US: The trouble with truffles

May 19, 2014

(GT) - On a rainy spring day in the Coast Range foothills of southern Polk County, three women armed with assorted gardening implements and accompanied by two dogs leave their cars and hike out onto a commercial tree plantation to hunt for truffles.

One of the women leans over to give her dog a command.

“Isis, cerca,” she says. “Go find it!”

Isis is a Lagotto Romagnolo, an Italian breed that looks like a dust mop with legs. And like many of her forebears, she’s been trained to sniff out edible truffles, a type of underground fungus prized by gourmet cooks.

Cerca is Italian for seek, and Isis gets right to work, hunting through the rows of 25-year-old Douglas firs with her nose to the ground, stopping occasionally to dig a small hole.

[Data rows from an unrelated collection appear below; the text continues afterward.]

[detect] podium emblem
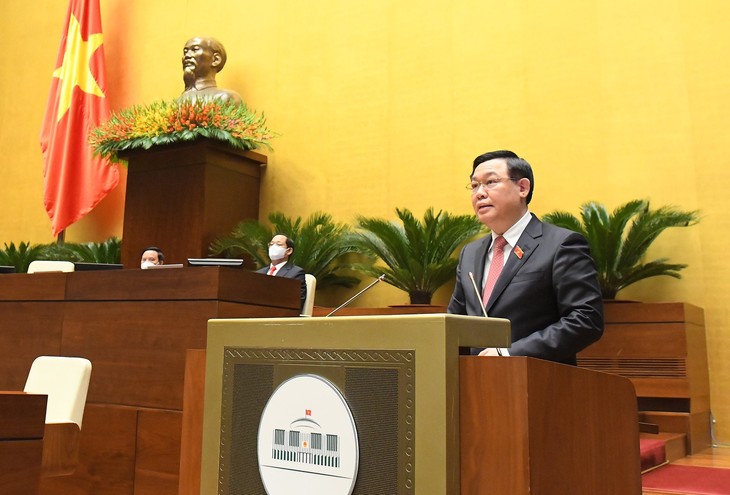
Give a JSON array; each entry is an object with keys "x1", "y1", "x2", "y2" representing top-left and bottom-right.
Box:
[{"x1": 257, "y1": 374, "x2": 359, "y2": 494}]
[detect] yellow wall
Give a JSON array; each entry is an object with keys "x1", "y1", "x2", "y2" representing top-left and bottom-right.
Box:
[{"x1": 2, "y1": 0, "x2": 729, "y2": 441}]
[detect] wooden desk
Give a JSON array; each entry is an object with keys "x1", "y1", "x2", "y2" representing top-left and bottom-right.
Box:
[
  {"x1": 0, "y1": 267, "x2": 299, "y2": 495},
  {"x1": 0, "y1": 392, "x2": 47, "y2": 495}
]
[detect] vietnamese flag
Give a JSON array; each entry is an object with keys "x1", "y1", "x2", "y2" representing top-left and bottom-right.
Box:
[{"x1": 40, "y1": 0, "x2": 119, "y2": 237}]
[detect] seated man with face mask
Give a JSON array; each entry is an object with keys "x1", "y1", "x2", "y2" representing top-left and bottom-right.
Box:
[
  {"x1": 257, "y1": 234, "x2": 307, "y2": 312},
  {"x1": 140, "y1": 247, "x2": 165, "y2": 269}
]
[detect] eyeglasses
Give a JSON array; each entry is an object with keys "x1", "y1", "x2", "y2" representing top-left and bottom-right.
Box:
[{"x1": 467, "y1": 177, "x2": 518, "y2": 193}]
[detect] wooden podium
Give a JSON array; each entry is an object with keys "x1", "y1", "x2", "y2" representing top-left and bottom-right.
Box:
[
  {"x1": 119, "y1": 139, "x2": 267, "y2": 267},
  {"x1": 200, "y1": 315, "x2": 641, "y2": 495}
]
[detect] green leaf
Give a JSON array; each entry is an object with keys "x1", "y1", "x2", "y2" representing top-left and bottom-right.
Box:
[{"x1": 542, "y1": 200, "x2": 700, "y2": 298}]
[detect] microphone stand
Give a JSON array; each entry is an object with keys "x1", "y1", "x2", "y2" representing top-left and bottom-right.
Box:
[{"x1": 326, "y1": 275, "x2": 386, "y2": 317}]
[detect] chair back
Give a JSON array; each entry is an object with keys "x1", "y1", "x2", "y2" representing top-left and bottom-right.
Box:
[
  {"x1": 27, "y1": 260, "x2": 75, "y2": 274},
  {"x1": 302, "y1": 274, "x2": 317, "y2": 316},
  {"x1": 24, "y1": 356, "x2": 92, "y2": 427}
]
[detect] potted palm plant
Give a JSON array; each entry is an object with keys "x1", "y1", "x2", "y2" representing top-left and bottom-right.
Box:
[
  {"x1": 0, "y1": 242, "x2": 46, "y2": 273},
  {"x1": 210, "y1": 211, "x2": 360, "y2": 290},
  {"x1": 540, "y1": 199, "x2": 699, "y2": 299},
  {"x1": 542, "y1": 200, "x2": 709, "y2": 454},
  {"x1": 1, "y1": 237, "x2": 123, "y2": 272},
  {"x1": 350, "y1": 207, "x2": 484, "y2": 305}
]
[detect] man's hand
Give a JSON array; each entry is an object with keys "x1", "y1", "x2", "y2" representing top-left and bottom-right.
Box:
[{"x1": 478, "y1": 348, "x2": 502, "y2": 357}]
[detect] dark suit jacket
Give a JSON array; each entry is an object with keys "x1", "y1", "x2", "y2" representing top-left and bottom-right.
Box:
[
  {"x1": 257, "y1": 262, "x2": 308, "y2": 312},
  {"x1": 447, "y1": 214, "x2": 603, "y2": 364}
]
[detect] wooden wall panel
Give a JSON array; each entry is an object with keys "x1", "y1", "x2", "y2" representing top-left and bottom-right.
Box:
[
  {"x1": 0, "y1": 440, "x2": 43, "y2": 495},
  {"x1": 61, "y1": 301, "x2": 214, "y2": 410},
  {"x1": 39, "y1": 404, "x2": 137, "y2": 495},
  {"x1": 135, "y1": 409, "x2": 182, "y2": 495},
  {"x1": 0, "y1": 392, "x2": 46, "y2": 495},
  {"x1": 0, "y1": 302, "x2": 63, "y2": 390},
  {"x1": 179, "y1": 350, "x2": 205, "y2": 495}
]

It’s ideal truffle habitat, and the women have had good luck here before. But they won’t find much today.

The poachers have been here ahead of them.

Responsible truffle hunters, explains Marilyn Hinds, president of the North American Truffling Society and the leader of this expedition, get permission to go onto private property, dig carefully to minimize their impact on the land, and take only fully developed edibles.

The poachers, sometimes organized into crews, use heavy landscape rakes to scrape away the fir needles and topsoil beneath the trees. They dig up everything they find, ripe or not, decimating truffle beds and leaving sensitive roots exposed, which can kill the trees. Everywhere you look around this site, the earth has been churned up and garbage has been scattered around.